Can we reweight training data?

Say we have a training set (X_train, Y_train), a subset of this data is always less representative or models always perform worse on.

Can we give that subset more weights when training the model? What are the pros and cons we need to consider when using this approach?

You can. Definitively. However, how will this affect the distribution of your data vs the distribution of the data that the model will receive in production? Any change in the distribution will definitively affect the performance of your model in production. It may give you great results in training, but it may be different in production. So that’s what I would check out first.

Thanks Juan! Yes re-weighting the training set will make the distribution of data different in training and prod.

One follow up question:
Is it important that we always keep the distribution of training data and production data as similar as possible?

Hello @Haoting_Wang,

It is the best if all of them (training set, cv set, test set) have the same distribution as the production data.
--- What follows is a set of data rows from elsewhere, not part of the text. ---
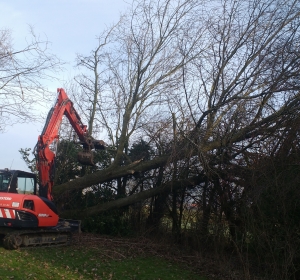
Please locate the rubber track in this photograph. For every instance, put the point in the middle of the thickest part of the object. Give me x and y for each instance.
(9, 239)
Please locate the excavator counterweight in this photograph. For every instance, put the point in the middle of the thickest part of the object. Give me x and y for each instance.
(28, 216)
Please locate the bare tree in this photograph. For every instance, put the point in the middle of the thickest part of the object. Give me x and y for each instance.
(22, 72)
(228, 70)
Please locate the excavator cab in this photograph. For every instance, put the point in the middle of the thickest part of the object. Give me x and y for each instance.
(17, 181)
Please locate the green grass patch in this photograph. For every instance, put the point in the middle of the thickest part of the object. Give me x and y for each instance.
(77, 262)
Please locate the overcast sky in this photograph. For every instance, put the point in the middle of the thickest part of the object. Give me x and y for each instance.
(72, 27)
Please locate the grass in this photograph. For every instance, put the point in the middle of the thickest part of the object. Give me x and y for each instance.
(88, 262)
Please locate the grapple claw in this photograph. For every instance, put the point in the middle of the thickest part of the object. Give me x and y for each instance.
(85, 158)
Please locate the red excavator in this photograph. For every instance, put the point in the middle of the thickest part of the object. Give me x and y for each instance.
(29, 217)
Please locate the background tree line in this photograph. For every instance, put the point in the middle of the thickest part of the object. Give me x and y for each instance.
(198, 102)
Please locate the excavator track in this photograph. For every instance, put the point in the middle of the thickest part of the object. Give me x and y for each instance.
(32, 238)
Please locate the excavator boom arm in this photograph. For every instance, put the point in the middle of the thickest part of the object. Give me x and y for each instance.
(45, 156)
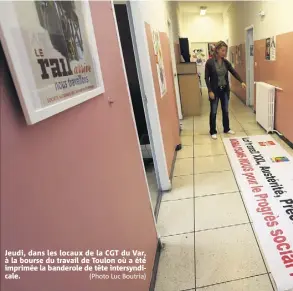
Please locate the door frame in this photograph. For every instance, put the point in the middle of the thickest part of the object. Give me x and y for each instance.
(249, 66)
(133, 118)
(143, 64)
(174, 68)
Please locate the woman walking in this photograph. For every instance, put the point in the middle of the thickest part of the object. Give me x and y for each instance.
(216, 77)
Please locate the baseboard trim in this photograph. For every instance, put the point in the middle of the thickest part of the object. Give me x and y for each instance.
(156, 266)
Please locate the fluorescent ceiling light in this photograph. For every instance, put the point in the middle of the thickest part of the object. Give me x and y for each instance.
(203, 10)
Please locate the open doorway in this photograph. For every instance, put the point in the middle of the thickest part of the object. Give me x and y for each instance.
(249, 67)
(139, 109)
Sometimes you have a very very large training set (like for training computer vision model), then you want to make sure at least the cv set and the test set which are usually much smaller and managable to be in the same distribution as the production data. The cv set is for model selection and you want that to be accurate. The test set is for generalization error estimation and you need that to be accurate too.

Cheers,
Raymond

Yes. It is important that the training data be as much representative as possible as the data that the model will see in inference. When there’s a difference, you’ll probably see decreased results.